Even as he prepared, the hunchback raised his club and smashed it down on the head of his companion.

* * *

NAPOLEON SOLO heard the water and felt the motion of the barge under him. He was pinioned securely to the chair. The two Thrush agents were preparing their instruments. Maxine grinned at Solo

"Come now, Napoleon dear. Don't make me resort to such old fashioned methods."

"Believe me, all I want to know what you in U.N.C.L.E. have learned about Morlock The Great, the Cult, and how they make people fight when there is nothing to fight."

"I'll bet you would," Solo said.

"I have orders to let you go if you co-operate. You know how unprecedented that would be. Really, Napoleon, all we want this time is some information."

"That's all? You ask so little, Maxine," Solo said.

"Please, Napoleon, I have a few scores to settle, but I'm willing to forget if you would just—"
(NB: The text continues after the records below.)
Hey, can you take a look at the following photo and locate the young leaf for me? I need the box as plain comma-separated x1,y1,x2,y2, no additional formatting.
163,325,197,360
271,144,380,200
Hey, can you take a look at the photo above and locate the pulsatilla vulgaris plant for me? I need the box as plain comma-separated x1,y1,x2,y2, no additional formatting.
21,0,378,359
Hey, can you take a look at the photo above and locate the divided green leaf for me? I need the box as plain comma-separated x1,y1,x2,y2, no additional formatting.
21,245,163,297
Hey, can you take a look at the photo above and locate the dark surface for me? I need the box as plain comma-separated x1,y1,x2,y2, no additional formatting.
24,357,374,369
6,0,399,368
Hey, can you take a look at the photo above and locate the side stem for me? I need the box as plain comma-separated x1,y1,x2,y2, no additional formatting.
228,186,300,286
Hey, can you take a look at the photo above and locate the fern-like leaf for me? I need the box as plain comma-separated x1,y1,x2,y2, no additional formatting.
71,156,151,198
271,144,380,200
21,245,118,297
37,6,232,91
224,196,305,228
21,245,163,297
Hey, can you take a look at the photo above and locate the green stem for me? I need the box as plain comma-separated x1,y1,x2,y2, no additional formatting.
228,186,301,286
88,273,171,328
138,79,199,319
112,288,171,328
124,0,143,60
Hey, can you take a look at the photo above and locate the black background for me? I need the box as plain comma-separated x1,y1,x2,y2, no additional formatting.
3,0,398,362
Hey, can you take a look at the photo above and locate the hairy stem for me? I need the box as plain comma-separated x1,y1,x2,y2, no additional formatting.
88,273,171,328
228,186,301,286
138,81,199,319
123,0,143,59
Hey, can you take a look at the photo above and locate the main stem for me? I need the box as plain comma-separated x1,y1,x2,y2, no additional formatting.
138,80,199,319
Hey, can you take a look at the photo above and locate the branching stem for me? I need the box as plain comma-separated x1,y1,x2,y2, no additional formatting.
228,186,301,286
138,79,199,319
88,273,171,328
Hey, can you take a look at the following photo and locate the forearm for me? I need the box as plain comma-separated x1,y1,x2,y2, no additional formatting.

Maxine stopped. Solo, tied securely, could not see what she was looking at, but she was looking at something o someone over his shoulder. She nodded quickly, and stepped past Solo out of his sight. The agent was not worried about Maxine; he was still watching the two Thrush men preparing their tortures for him.

He saw that they had their backs to him. He listened. He could hear no one behind him. He began to work on his bonds. They were secure. And the thorough Thrush people had taken all the secret weapons they could find. But they had not taken everything.

At that moment Maxine Trent returned. The beautiful Thrush agent smiled down at him.

"I have to go, Napoleon. I will leave you in the capable hands of Walter and Bruno there. Remember, they have instructions to let you go once you have talked fully."

With that, Maxine turned on her heel, spoke low and sharp to the two torturers, Walter and Bruno, and walked quickly from the cabin of the barge. Moments later, Solo heard a motor boat roar away.

Silence descended on the barge. He listened, but he could hear no other sound of life but the lapping water. He heard the water and the metallic sounds of Walter and Bruno preparing for his torture. Then all sound stopped but the water.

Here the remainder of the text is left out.